Consistent with a role for the Raf–MEK1/2–ERK1/2 module in mammary carcinogenesis, ERK1/2 are activated in primary breast cancer tissue and in associated lymph node metastases [13
]. The activation of ERK1/2 is not associated with a specific genetic signature, however, as ERK1/2 is active in ER-positive breast cancer, HER2-positive breast cancer and in triple-negative breast cancer [15
]. ERK1/2 phosphorylate transcription factors, kinases, proteases and non-enzymatic regulatory proteins, thus potentially integrating the Raf–MEK1/2–ERK1/2 module into a range of cellular activities associated with tumorigenesis [16
]. Accumulating evidence, however, has shown that results obtained in one cell type should not be generally applied across all classes of cancer without experimental validation [6
]. For example, the K-Ras2 oncogene has distinct effects on tumor progression depending on both the cell type of origin and the genetic context in which it is mutated [6
]. In addition, extrapolating the role of protein kinases in promoting breast cancer progression based on either their known substrate profile or biological behaviors induced in two-dimensional culture models has proven to be unreliable [17
]. For example, the chemically induced homodimerization of the epidermal growth factor receptor (EGFR) is sufficient to induce focus formation in Rat 1 cells and the proliferation of MCF-10A mammary epithelial cells in monolayer cultures [17
]. EGFR homodimerization of EGFR, however, is not sufficient to induce the proliferation of differentiated MCF-10A cells grown in organotypic culture [17
]. Considering the uncertainty in predicting the response of cells to the activation of a signaling pathway, determining the response of differentiated mammary epithelial cells to Raf–MEK–ERK activation can better define the early events of mammary tumorigenesis.
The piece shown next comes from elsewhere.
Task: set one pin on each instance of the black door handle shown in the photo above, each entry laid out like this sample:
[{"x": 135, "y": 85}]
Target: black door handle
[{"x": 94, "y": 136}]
Three-dimensional organotypic culture models have been indispensable tools in deciphering the molecular and cell biological mechanisms underlying the disruption of differentiated epithelial architecture that is characteristic of pre-invasive mammary epithelial lesions. In organotypic culture models, individual mammary epithelial cells plated on reconstituted basement membrane proliferate to form a hollow sphere of polarized, growth-arrested cells (termed acini), thus recapitulating the salient features of the mammary gland [20
]. Since the mammary epithelial cells differentiate and form a hollow monolayer of cells, organotypic cultures provide a more accurate reconstitution of the biochemical and cell biological growth restraints found in mammary glandular epithelium than is achieved using traditional two-dimensional cell culture models [22
]. Once cells become proliferative, they are confronted with similar local environmental selection pressures to those found during tumorigenesis. Namely, cells are required to become resistant to cell death triggered by the induction of either apoptosis or autophagy when cells enter the luminal space [23
]. Organotypic culture models therefore provide both the biochemical signaling barriers that must be overcome for initial proliferation to occur, and the microenvironmental context in which pre-invasive tumor cells must survive and propagate.
We have previously developed a method for imaging cells in Raf:ER-induced acini at single-cell resolution through imaging a histone–green fluorescence protein (GFP) correct fusion protein, H2B-GFP [25
]. Using this unbiased discovery approach we have found that Raf:ER activation induces a disruption of epithelial architecture through promoting a non-invasive form of motility, cell proliferation and the survival of cells in the lumen. These findings suggest that ERK1/2 activation can promote the early events of tumorigenesis and that the induction of motility can, in principle, occur before tumor cell invasion. To determine how ERK1/2 signaling promotes the early events of tumorigenesis we have examined the intracellular signaling pathways that promote proliferation, cell survival and motility in response to ERK1/2 activation in mammary epithelial acini.